De vierde kamer neemt kennis van de vorderingen bedoeld in artikel 582, 1° en 2°, van het Gerechtelijk Wetboek.
De vijfde kamer neemt kennis, op vaste uren, van vorderingen die aan de tweede week en aan de derde week toegewezen zijn, wanneer ze voor een minimale duur van 30 min. vastgesteld zijn om bepleit te worden.
De zesde kamer (alleenzetelend rechter) neemt kennis van : - de vorderingen bedoeld in artikel 52, § 3, van de wet betreffende de verplichte verzekering voor geneeskundige verzorging en uitkeringen, gecoördineerd op 14 juli 1994; - van de zaken bepaald bij titel IV van het vijfde deel van het Gerechtelijk Wetboek genoemd « De collectieve schuldenregeling ».
De zevende kamer neemt kennis van de zaken welke voor de tweede kamer en de derde kamer komen, waarvan geen inzage gegeven moet worden aan het openbaar ministerie.
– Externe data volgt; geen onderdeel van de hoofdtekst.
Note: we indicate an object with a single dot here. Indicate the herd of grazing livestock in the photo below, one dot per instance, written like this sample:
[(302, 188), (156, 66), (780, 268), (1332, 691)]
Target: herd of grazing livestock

Art. 2.De kamers houden zitting als volgt : de 1e kamer : de tweede vrijdag van de maand, om 9 uur; de 2e kamer : de eerste en derde woensdag van de maand, om 9 uur; de 3e kamer : de eerste en derde vrijdag van de maand, om 9 uur; de 4e kamer : de vierde vrijdag van de maand, om 9 uur; de 5e kamer : de tweede maandag van de maand, om 9 uur; de 6e kamer : de eerste, tweede en derde maandag van de maand, om 9 uur; de 7e kamer : de tweede en vierde woensdag van de maand, om 9 uur.
De voorzitter, in kortgeding zetelend, houdt zitting op dinsdag, om 10 uur.
Het bureau voor rechtsbijstand houdt zitting op dinsdag om 9 uur.
Art. 3.De voorzitter van de rechtbank kan, indien de behoeften van de dienst het vergen en na advies te hebben ingewonnen van de arbeidsauditeur, beslissen dat één of meerdere kamers bijkomende zittingen houden op de dagen en uren die hij vaststelt.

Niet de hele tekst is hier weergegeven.